Bu yazının ilk fikri ve duygusal ilhamı, özel gereksinimli çocuklara gönülden bağlı bir arkadaşım tarafından kaleme alınmış olup, onun hassasiyetine ve emeğine saygıyla bu satırları sizlerle paylaşıyorum.
Bu yazımda özel gereksinimli çocuklara değinmek istedim. Aslında bu konuya “günümüzün konusu” demek doğru olmaz. Uzun süredir, hatta yıllardır eğitimde ve hayatın birçok alanında bu çocukların çeşitli zorluklarla karşı karşıya kaldığı bir gerçek. Konuya toplumsal açıdan yaklaştığımızda, meseleyi bir bütün olarak ele almamız gerektiğini unutmamalıyız.
Toplumun her kesiminde, özel gereksinimli çocukların farklı değil eşit oldukları gerçeğini benimsememiz gerekiyor. Bu bir hastalık değil; bu çocukların yaşam alanları da diğer çocuklardan farklı olmamalı. Her çocuğumuz özeldir ve bu anlayışı topluma aşılamalıyız. Bu çocukların ayrıştırılmaması ve ailelerinin yaşadığı zorlukların toplum tarafından daha da zorlaştırılmaması hepimizin sorumluluğudur.
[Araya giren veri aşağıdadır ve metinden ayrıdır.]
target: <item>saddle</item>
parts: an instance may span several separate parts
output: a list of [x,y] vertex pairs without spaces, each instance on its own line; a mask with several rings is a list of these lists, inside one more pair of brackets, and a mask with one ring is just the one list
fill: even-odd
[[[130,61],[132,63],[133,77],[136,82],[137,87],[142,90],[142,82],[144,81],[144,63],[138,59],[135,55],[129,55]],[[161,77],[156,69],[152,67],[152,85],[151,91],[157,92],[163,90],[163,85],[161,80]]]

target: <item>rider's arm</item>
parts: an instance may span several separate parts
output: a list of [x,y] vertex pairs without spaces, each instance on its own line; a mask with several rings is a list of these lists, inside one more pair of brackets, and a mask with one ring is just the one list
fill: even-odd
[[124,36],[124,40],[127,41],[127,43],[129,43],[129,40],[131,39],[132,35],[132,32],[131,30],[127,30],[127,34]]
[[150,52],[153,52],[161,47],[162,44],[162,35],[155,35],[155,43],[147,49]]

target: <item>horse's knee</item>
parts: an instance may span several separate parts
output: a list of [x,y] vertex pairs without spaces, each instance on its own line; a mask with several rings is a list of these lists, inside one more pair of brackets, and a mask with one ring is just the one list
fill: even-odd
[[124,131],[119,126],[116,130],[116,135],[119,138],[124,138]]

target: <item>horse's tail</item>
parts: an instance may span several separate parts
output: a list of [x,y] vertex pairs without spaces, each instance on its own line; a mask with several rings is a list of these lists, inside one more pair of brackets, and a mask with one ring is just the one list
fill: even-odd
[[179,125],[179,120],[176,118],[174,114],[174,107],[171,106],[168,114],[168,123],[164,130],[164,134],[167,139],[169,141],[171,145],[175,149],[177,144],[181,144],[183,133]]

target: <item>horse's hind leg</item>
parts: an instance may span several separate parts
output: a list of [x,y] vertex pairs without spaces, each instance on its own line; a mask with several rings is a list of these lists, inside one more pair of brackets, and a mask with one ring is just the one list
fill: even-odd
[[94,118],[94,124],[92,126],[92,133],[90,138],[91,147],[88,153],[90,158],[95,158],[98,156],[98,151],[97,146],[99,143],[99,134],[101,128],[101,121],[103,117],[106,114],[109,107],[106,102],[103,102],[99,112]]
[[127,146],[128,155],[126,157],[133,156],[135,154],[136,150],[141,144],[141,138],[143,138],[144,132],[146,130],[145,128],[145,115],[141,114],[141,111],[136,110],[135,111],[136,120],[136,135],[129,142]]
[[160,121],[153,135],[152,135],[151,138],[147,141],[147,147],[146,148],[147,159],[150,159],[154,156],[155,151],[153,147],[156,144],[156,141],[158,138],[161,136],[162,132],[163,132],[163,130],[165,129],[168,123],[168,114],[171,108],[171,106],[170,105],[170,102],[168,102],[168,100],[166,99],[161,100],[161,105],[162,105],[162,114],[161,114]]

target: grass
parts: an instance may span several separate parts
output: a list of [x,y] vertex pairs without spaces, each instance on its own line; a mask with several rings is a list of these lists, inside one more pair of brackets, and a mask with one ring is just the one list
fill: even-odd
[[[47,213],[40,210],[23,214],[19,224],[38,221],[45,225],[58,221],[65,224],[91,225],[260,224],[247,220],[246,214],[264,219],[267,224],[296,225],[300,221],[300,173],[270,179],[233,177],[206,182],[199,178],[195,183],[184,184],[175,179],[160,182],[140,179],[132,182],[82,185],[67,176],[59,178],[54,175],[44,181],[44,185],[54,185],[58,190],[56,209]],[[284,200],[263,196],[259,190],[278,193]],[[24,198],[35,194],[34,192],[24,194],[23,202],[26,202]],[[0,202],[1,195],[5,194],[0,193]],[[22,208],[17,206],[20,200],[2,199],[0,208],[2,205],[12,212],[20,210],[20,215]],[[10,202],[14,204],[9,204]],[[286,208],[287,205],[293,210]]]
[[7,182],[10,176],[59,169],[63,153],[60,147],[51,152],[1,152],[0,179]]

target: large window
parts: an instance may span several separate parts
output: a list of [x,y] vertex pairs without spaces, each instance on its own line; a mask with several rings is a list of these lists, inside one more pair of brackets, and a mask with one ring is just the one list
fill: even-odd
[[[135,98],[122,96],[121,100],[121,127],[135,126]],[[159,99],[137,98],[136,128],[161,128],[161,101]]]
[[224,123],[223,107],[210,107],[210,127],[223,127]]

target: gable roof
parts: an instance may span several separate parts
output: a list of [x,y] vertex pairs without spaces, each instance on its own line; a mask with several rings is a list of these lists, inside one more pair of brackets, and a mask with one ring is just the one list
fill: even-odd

Bu görev, bize verilen resmi bir mesai değil; 7 gün 24 saat kalbimizde taşıdığımız bir vicdani sorumluluktur. “Benim çocuğum özel bir çocuk” diyen bir anne ya da babaya “Benim çocuğum normal” diyemezsiniz. Bunun yerine, bu durumun hayatın doğal bir parçası olduğunu kabullenmek gerekir.
Özel çocukların çoğunun ezberi çok güçlüdür. Peki ya “normal” dediğiniz bir çocuğun ezberi güçlü değilse, bu onun geri kaldığı anlamına mı gelir? Elbette hayır. Burada önemli olan, ebeveynin çocuğunu tanıyıp ona uygun bir eğitim planı için öğretmen ve okul ile iş birliği içinde olmasıdır.
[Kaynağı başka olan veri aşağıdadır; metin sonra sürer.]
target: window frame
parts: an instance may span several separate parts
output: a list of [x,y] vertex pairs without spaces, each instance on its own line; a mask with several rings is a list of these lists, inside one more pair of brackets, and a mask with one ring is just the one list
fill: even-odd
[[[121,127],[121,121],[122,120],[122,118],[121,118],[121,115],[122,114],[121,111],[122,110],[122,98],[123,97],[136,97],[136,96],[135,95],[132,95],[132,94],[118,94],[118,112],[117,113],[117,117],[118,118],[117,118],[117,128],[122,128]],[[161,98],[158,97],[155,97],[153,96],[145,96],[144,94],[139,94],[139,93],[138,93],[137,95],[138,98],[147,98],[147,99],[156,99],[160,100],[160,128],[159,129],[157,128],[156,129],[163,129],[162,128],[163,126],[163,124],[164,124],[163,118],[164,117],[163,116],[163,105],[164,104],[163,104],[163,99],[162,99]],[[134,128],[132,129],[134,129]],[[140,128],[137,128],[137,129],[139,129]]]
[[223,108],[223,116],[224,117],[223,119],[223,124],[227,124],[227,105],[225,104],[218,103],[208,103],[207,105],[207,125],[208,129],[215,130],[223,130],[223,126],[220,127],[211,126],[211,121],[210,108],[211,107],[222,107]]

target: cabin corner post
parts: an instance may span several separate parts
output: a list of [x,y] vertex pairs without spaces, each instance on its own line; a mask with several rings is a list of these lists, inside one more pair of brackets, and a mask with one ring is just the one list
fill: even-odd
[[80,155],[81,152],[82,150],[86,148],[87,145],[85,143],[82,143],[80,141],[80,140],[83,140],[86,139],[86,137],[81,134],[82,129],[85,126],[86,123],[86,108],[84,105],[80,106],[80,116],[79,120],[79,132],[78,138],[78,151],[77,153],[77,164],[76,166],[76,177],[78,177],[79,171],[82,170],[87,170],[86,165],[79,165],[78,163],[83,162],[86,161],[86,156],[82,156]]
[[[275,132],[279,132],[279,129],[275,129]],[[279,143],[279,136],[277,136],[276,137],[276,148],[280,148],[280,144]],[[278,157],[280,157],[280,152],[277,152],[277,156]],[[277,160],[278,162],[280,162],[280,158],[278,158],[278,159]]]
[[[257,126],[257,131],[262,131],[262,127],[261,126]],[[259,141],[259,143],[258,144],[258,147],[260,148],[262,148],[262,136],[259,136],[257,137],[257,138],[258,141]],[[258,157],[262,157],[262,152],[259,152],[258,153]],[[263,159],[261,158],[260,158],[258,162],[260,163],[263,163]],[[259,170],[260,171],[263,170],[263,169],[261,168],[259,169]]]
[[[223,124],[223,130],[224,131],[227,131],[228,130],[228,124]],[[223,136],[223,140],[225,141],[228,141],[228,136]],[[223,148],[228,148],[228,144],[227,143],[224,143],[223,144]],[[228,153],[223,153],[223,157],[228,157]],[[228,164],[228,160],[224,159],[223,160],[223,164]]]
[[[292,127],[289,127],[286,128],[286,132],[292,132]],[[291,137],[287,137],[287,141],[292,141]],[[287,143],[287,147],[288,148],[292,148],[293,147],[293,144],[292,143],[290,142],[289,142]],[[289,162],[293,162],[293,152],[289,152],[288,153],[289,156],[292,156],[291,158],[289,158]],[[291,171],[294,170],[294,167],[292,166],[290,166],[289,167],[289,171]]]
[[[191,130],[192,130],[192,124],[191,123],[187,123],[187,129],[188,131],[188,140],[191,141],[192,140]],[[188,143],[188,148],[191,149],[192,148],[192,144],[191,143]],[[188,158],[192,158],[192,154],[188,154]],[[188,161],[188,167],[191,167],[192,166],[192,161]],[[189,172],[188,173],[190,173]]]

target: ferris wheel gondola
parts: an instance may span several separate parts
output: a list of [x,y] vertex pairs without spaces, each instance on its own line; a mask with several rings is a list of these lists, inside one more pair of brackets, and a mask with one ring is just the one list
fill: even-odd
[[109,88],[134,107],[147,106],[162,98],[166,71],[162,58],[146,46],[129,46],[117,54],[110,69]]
Tüm çocukları birer tohum olarak görürsek, ilerde nasıl fidanlar yetişeceğini hayal bile edemezsiniz. Çünkü bu çocuklar hepimizin şarkısıdır. Ve biz de bu şarkıyla büyüyen tohumların fidana, fidanların ağaca, ağaçların ormana dönüşmesini sağlamalıyız.